Kegiatan tambang timah inkonvensional (TI) yang tidak terkendali ini mengakibatkan beberapa sungai dan sumber air, yang sebelumnya dapat dimanfaatkan oleh masyarakat telah berubah menjadi keruh, bagaikan kolam susu. Beberapa areal yang dilindungi pemerintah daerah setempat, sedikit demi sedikit telah menjadi tempat masyarakat untuk menambang timah.

Kondisi ekonomi secara nasional saat itu terpuruk imbas Pandemi Covid-19, namun disisi lain dampak dari penambangan waktu itu mampu mendongkrak perekonomian masyarakat Bangka Tengah khususnya.
Nasib para pekerja tambang harus dipikirkan.

Kalau aktivitas tambang ini ditertibkan dampaknya perekonomian masyarakat jadi lumpuh. Karena sedikit banyaknya hasil dari kegiatan penambangan ini telah membantu perekonomian masyarakat dan juga memulihkan ekonomi daerah di masa pandemi COVID-19 seperti sekarang ini.

Untuk itu, sangat diharapkan agar kiranya pemerintah dan pihak terkait lainnya dapat segera mencari jalan keluar dan solusi terbaik bagi para pekerja TI Tungau.

Akan tetapi Bangka Belitung rentan bencana seperti banjir, kekeringan dan angin puting beliung sebagai akibat rusaknya kawasan hutan ssyang merupakan wilayah resapan air dan sumber mata air tanah.
Selain itu, banyaknya sebaran kolong atau lubang eks tambang juga menjadi salah satu penyebab terjadinya banjir.

Kolong-kolong atau eks lubang tambang yang merupakan hasil tambang ilegal juga menjadi salah satu penyebab banjir. Hal ini dapat mengakibatkan terganggunya aliran normal.
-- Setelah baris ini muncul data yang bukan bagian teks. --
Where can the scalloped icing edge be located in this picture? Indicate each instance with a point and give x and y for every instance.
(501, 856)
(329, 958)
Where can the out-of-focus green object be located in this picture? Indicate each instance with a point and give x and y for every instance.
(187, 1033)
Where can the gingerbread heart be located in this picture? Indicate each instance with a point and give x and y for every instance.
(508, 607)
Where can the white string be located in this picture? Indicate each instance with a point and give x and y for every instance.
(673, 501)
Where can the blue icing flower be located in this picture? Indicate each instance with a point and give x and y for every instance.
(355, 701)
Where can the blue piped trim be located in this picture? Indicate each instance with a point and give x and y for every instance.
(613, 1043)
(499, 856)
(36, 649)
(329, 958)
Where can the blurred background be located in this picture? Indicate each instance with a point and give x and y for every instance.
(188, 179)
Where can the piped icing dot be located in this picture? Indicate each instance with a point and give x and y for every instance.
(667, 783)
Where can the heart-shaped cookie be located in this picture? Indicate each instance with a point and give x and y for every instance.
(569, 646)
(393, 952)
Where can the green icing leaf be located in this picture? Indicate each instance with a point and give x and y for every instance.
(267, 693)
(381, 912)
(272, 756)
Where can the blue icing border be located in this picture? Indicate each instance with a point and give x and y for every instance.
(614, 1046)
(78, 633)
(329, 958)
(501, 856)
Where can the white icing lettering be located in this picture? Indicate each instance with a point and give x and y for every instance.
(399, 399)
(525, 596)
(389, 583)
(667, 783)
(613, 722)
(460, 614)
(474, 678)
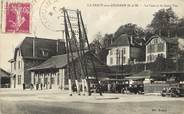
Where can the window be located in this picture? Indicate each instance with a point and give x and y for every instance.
(111, 60)
(160, 47)
(45, 52)
(19, 79)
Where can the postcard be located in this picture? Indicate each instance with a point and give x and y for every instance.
(91, 56)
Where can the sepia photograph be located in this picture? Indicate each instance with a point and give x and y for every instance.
(91, 57)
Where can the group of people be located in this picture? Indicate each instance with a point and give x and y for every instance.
(38, 86)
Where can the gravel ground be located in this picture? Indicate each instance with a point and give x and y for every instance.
(58, 102)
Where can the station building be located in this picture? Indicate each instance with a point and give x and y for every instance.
(29, 53)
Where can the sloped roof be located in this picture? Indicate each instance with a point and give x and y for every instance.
(4, 73)
(26, 47)
(122, 40)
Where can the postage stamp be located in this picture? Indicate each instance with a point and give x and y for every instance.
(17, 17)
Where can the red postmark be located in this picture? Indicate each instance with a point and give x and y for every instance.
(18, 17)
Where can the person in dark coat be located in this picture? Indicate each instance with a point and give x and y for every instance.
(41, 86)
(37, 86)
(24, 86)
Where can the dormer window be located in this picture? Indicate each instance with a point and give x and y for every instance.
(45, 52)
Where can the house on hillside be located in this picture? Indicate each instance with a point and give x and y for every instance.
(162, 46)
(52, 74)
(125, 50)
(32, 52)
(4, 79)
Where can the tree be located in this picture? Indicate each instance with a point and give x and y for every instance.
(180, 27)
(164, 22)
(129, 29)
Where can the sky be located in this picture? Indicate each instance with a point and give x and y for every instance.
(104, 16)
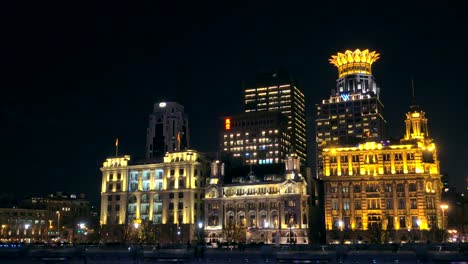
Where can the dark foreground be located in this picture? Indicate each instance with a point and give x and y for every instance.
(416, 253)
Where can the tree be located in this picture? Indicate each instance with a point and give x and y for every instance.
(377, 234)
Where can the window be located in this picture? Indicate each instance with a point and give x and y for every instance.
(414, 222)
(402, 222)
(400, 187)
(430, 202)
(390, 222)
(345, 204)
(372, 187)
(373, 203)
(388, 187)
(357, 204)
(335, 205)
(401, 203)
(389, 203)
(181, 183)
(357, 188)
(358, 222)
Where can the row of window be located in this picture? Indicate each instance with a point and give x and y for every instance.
(375, 203)
(374, 187)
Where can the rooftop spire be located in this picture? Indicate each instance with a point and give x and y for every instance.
(413, 104)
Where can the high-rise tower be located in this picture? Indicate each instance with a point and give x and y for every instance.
(354, 112)
(167, 130)
(278, 92)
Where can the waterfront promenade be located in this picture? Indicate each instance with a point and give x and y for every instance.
(411, 253)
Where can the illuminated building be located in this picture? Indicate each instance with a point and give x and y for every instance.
(273, 209)
(381, 185)
(278, 92)
(354, 111)
(167, 130)
(256, 138)
(165, 197)
(66, 208)
(24, 225)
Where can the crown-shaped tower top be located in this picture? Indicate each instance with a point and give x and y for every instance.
(352, 62)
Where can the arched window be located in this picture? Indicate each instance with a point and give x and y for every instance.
(264, 220)
(274, 219)
(252, 219)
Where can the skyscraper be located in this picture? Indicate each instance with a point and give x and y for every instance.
(354, 111)
(167, 130)
(256, 138)
(392, 186)
(278, 92)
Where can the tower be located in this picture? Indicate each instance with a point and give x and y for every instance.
(167, 130)
(354, 112)
(278, 92)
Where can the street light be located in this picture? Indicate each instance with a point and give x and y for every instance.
(200, 231)
(58, 223)
(418, 222)
(340, 225)
(443, 207)
(291, 221)
(26, 227)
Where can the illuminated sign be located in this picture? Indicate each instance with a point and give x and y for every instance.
(345, 97)
(227, 123)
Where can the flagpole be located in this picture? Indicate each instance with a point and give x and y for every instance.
(117, 147)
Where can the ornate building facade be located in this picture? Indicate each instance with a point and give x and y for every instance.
(162, 199)
(384, 187)
(25, 225)
(269, 210)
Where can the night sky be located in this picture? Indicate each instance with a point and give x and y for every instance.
(76, 76)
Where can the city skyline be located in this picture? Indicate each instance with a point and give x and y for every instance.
(78, 84)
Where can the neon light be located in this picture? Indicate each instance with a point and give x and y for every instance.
(345, 97)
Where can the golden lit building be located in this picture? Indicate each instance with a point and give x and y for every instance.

Namun sekarang para penambang TI Tungau tidak bisa lagi bebas bekerja selalu di bayang-bayangi razia atau penertiban oleh penegak hukum agar para penambang tidak melakukan aktivitas penambangan di lokasi yang rawan terjadi perusakan fasilitas umum, sehingga menyebabkan kerugian bagi masyarakat luas.
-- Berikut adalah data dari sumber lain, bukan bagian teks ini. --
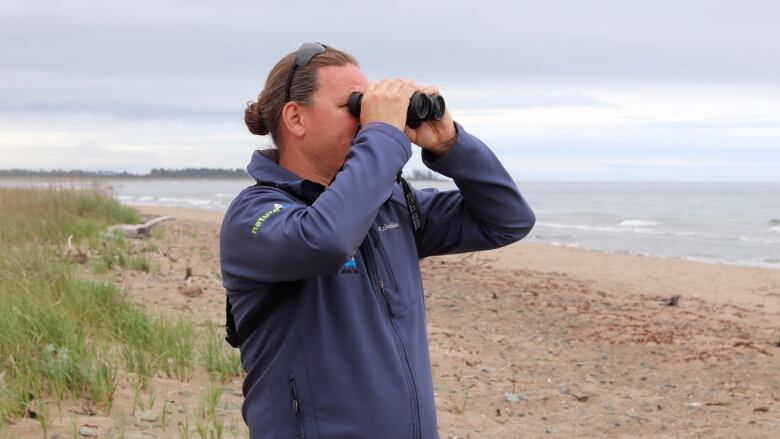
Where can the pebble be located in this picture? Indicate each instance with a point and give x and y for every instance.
(87, 432)
(149, 416)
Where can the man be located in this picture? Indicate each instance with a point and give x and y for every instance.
(320, 259)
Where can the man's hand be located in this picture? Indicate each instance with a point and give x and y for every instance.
(436, 136)
(387, 101)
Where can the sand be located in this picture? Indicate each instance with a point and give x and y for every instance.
(529, 341)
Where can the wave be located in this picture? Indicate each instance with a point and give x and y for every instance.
(637, 223)
(759, 240)
(613, 229)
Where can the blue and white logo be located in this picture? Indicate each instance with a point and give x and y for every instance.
(349, 267)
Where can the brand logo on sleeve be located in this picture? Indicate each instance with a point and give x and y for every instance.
(387, 226)
(349, 267)
(261, 219)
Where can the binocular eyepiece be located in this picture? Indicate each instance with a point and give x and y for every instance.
(422, 107)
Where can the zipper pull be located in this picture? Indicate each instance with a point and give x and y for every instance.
(294, 396)
(384, 296)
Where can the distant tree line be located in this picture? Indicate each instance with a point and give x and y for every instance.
(154, 173)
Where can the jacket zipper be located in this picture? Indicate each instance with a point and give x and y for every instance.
(296, 406)
(381, 249)
(373, 272)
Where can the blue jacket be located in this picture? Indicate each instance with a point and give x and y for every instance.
(345, 355)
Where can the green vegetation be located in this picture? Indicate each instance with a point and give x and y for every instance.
(221, 362)
(65, 337)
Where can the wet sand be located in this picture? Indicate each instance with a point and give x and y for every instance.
(536, 340)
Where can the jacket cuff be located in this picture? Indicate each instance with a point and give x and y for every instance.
(443, 163)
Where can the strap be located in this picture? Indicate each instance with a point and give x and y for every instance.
(235, 336)
(274, 297)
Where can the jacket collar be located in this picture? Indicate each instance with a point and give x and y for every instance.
(264, 168)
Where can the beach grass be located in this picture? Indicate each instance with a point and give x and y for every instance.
(63, 336)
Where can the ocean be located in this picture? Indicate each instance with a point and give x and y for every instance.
(733, 223)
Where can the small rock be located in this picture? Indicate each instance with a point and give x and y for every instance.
(87, 431)
(149, 416)
(191, 290)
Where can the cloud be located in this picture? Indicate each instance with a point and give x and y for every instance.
(147, 84)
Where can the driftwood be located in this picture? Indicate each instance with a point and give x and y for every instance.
(137, 230)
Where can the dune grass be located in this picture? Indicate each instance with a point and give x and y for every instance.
(63, 336)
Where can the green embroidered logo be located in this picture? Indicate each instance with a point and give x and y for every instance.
(259, 223)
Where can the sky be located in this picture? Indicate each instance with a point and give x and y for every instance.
(603, 90)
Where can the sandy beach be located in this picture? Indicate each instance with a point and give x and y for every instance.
(534, 340)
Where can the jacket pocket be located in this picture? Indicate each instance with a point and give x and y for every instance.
(400, 292)
(295, 402)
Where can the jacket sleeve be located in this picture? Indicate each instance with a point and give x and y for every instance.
(268, 236)
(486, 212)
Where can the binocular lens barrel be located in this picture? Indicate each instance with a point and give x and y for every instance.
(421, 108)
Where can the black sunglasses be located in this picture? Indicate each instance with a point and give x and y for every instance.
(305, 53)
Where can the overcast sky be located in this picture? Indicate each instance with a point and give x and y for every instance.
(560, 90)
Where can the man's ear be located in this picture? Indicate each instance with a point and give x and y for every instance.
(292, 119)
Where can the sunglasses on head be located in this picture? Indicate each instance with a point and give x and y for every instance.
(305, 53)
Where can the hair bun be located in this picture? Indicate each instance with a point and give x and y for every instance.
(254, 120)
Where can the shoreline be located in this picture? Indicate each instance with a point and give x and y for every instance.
(214, 215)
(746, 286)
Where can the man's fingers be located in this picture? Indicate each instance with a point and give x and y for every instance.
(430, 90)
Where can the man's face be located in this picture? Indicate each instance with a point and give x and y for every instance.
(329, 125)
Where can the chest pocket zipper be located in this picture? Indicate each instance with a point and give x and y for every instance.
(297, 411)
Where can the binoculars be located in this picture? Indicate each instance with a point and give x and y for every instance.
(422, 107)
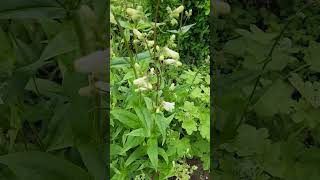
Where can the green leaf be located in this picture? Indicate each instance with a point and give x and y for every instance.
(189, 125)
(185, 29)
(312, 56)
(54, 48)
(162, 126)
(39, 165)
(125, 117)
(59, 132)
(310, 91)
(152, 151)
(277, 99)
(43, 86)
(139, 152)
(20, 9)
(94, 158)
(163, 153)
(138, 132)
(131, 142)
(145, 117)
Akibat kurangnya kesadaran dari para penambang dan kurang tegas nya penertiban dari penegak hukum di jalan raya antara Desa Nunggal dan Desa Kerakas, terputus karena para penambang melakukan aktivas menambang timah kurang lebih 200 meter dari bibir jalan raya.
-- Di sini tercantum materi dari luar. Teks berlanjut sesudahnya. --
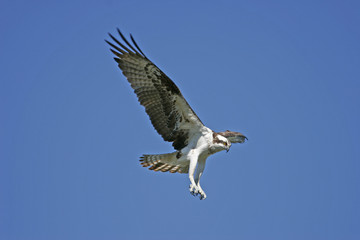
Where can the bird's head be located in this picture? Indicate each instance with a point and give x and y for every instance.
(220, 142)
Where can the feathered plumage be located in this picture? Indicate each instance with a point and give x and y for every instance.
(171, 116)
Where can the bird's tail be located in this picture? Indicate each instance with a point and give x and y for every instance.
(164, 162)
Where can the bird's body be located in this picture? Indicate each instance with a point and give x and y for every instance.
(172, 117)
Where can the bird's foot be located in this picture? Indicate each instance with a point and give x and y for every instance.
(202, 193)
(194, 190)
(197, 190)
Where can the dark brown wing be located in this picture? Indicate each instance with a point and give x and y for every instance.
(170, 114)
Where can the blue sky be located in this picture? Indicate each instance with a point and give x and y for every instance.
(284, 73)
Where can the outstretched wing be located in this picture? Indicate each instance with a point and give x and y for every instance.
(169, 112)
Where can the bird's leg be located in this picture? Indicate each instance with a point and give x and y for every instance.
(199, 172)
(194, 190)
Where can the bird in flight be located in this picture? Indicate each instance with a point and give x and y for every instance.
(171, 116)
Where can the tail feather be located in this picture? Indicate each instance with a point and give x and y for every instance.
(164, 163)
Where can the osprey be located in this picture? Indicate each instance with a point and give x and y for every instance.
(171, 116)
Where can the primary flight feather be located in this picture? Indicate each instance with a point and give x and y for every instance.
(171, 116)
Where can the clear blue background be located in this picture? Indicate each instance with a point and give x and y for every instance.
(285, 73)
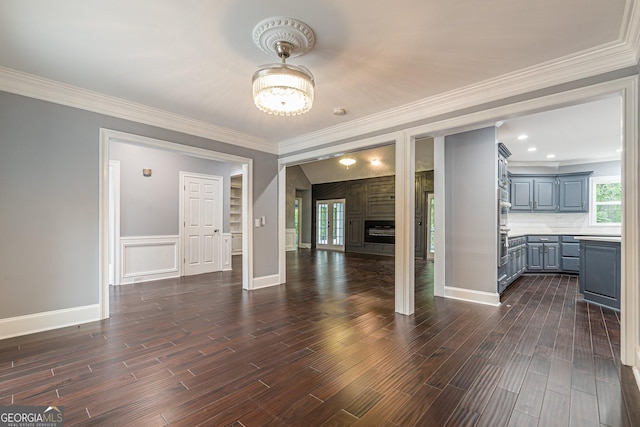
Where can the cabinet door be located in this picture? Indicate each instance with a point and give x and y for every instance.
(544, 194)
(574, 194)
(551, 256)
(521, 194)
(355, 230)
(534, 256)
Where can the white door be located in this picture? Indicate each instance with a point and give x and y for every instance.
(330, 224)
(202, 224)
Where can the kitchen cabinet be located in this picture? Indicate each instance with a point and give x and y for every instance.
(550, 193)
(573, 193)
(503, 166)
(543, 253)
(516, 263)
(533, 194)
(600, 271)
(570, 254)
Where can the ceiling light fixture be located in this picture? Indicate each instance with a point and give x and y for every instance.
(283, 89)
(347, 161)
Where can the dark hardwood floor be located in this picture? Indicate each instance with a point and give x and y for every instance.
(327, 349)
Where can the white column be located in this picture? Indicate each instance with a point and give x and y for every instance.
(439, 222)
(405, 224)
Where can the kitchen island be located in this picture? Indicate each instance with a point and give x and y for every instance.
(599, 280)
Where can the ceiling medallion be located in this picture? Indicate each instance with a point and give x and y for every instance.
(283, 89)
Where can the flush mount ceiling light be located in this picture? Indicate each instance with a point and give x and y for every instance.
(347, 161)
(283, 89)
Setelah terjadi seperti ini perlunya kesadaaran penambang seharusnya tidak mementingkan keuntungan sendiri melainkan harus mementingkan khalayak atau masyarakat lain demi untuk mencegah kebanjiran dan juga mengihindari potensi merusak jalan utama antara Desa Nunggal dan Kerakas biar tidak terjadi kerusakan lingkungan yang semakin memburuk dan tidak mengalami kerusakan untuk ke dua kalinya.